New dahlia variety cultivated for 2020 Games | #AsiaNewsNetwork
Courtesy of the Hanawa town government: A dahlia of the Medalist variety, which has begun to be cultivated with an eye on the Tokyo Olympic and Paralympic Games
Courtesy of the Hanawa town government: A dahlia of the Medalist variety, which has begun to be cultivated with an eye on the Tokyo Olympic and Paralympic Games
Published 25 March 2019

Tokyo (The Japan News) - Cultivation of a new variety of dahlia named “Medalist” began this month in Hanawa, a town in southern Fukushima Prefecture, for the Tokyo Olympic and Paralympic Games in 2020.

People in the town concerned with the project hope that the flowers will be used for victory bouquets, which are given to athletes on the podium when they win medals. This is why the variety was named Medalist.

For the sake of evacuees in the wake of the Great East Japan Earthquake and the accident at Tokyo Electric Power Company Holdings Inc.’s Fukushima No. 1 nuclear power plant, residents of the town are upbeat. One of them said, “We want to encourage [evacuees] with the flowers symbolizing this town.”

On March 9, a planting ceremony for bulbs of this variety was held in a plastic greenhouse in the town. About 30 people, mainly local farmers, participated in the ceremony.

Cultivation of the variety, which produces flowers of mixed red and gold color, has fully begun. A town government official who has been in charge of dahlia cultivation for more than 15 years said, “This is a new challenge.”

The flowers of this dahlia variety, each of which is about 12 centimeters in diameter, will bloom in June.

Cultivation of dahlias in the town began in 1998 with the aim of making them a tourism resource. It became popular to use fields for dahlia cultivation, and in 2010 farmers shipped 40,000 dahlia blooms, expecting demand for them as cut flowers to grow.

The town did not suffer any remarkable damage in the earthquake the following year, but it received inquiries over a fear of whether it was negatively impacted by the nuclear disaster.

Later, there was a downward trend in the volume of dahlia production, partly due to the aging of local farmers.

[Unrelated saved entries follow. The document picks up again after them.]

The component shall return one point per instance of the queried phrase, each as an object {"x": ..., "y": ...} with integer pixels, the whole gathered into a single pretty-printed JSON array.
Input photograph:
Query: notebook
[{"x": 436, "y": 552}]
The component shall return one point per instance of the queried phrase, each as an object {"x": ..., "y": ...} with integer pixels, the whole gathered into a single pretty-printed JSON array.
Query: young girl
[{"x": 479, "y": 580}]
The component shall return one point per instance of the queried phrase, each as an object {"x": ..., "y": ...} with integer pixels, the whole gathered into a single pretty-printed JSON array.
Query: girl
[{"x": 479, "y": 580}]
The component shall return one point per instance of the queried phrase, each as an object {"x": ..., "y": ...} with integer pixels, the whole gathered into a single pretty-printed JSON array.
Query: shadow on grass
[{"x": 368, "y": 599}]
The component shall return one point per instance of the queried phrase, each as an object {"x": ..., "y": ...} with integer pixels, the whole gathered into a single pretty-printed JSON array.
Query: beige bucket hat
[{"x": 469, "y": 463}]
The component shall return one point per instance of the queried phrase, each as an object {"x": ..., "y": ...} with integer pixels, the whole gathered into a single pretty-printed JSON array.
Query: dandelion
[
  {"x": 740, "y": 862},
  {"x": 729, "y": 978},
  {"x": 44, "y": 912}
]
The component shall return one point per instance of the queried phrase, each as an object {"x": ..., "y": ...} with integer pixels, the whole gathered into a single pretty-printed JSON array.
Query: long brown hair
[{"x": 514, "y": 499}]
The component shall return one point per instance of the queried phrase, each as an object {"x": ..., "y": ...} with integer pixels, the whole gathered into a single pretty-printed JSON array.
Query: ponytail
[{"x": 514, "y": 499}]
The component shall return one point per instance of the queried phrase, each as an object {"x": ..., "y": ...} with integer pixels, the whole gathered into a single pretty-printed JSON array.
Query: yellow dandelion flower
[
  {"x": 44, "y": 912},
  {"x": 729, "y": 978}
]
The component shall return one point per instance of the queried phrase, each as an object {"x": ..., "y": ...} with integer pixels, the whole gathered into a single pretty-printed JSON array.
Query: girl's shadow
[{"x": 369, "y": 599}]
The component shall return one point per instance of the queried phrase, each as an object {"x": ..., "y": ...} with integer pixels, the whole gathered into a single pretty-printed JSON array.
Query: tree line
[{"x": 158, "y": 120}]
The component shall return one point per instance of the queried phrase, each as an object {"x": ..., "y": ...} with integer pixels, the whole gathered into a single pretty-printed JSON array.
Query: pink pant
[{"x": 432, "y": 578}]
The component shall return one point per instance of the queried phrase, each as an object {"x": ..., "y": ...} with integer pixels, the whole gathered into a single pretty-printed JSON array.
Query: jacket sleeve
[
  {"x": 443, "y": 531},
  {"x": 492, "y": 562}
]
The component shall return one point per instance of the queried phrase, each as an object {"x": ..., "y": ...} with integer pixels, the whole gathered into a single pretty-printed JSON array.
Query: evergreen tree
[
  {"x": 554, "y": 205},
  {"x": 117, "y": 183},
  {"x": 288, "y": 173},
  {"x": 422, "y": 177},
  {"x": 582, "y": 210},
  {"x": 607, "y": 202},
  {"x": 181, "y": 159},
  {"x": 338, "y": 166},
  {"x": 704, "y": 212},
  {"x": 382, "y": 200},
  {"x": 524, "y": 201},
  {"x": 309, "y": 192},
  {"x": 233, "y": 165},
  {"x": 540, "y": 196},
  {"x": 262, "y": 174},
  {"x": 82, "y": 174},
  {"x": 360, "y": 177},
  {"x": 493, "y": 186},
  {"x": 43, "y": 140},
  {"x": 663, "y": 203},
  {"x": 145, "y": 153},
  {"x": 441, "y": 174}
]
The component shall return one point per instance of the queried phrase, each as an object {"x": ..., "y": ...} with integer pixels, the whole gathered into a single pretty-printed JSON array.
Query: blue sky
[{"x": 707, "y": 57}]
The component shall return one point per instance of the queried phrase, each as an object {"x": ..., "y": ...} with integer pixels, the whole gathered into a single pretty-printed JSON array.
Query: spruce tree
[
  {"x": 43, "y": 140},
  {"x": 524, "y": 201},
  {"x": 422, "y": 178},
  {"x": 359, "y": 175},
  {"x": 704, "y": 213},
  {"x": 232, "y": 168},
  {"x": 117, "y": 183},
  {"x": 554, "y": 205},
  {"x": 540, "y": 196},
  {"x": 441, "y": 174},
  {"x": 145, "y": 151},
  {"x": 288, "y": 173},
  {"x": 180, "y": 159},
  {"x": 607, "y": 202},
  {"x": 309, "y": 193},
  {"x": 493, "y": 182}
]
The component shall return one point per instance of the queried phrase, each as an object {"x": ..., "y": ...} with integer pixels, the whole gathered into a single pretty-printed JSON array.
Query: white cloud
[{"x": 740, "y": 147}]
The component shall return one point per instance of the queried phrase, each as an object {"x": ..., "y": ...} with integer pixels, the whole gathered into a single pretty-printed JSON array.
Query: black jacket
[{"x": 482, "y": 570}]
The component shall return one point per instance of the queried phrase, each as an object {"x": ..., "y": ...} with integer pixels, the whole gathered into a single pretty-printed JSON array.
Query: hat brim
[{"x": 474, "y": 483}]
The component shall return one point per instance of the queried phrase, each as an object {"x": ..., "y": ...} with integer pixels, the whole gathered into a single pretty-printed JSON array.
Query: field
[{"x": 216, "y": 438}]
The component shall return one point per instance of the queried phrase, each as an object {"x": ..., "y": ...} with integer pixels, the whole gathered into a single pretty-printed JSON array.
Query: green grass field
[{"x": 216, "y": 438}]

But exports of the flowers to China, which started last year, have been favorable.

To further promote dahlias as a local specialty, the town decided to take up the challenge with an eye on the Tokyo Games.

Farmers and others plant dahlia bulbs of the Medalist variety together on March 9 in Hanawa, Fukushima Prefecture.

Relevant people from the town visited Akita International Dahlia Garden in Akita, which is one of the most famous sites in the nation for breeding the plant, in September last year.

They took note of this particular variety as they felt that the shape and color of the flowers look like gold medals, and subsequently named it Medalist.

According to the Tokyo Organizing Committee of the Olympic and Paralympic Games, there is discussion as to whether the use of victory bouquets will be revived, as they were not used at the previous Games in Rio de Janeiro.

But the town has set a goal of shipping 150,000 flowers next year. Also eyeing the possibility that the town’s dahlias will be used in the Rugby World Cup in September this year, it aims to increase the number of dahlia bulbs and raise the town’s name recognition.

Town Mayor Hidetoshi Miyata said, “In the language of flowers, dahlias signify gratitude. When many foreign people come to Japan during the Olympics, we want to express our gratitude for aid received at the time of the earthquake disaster.”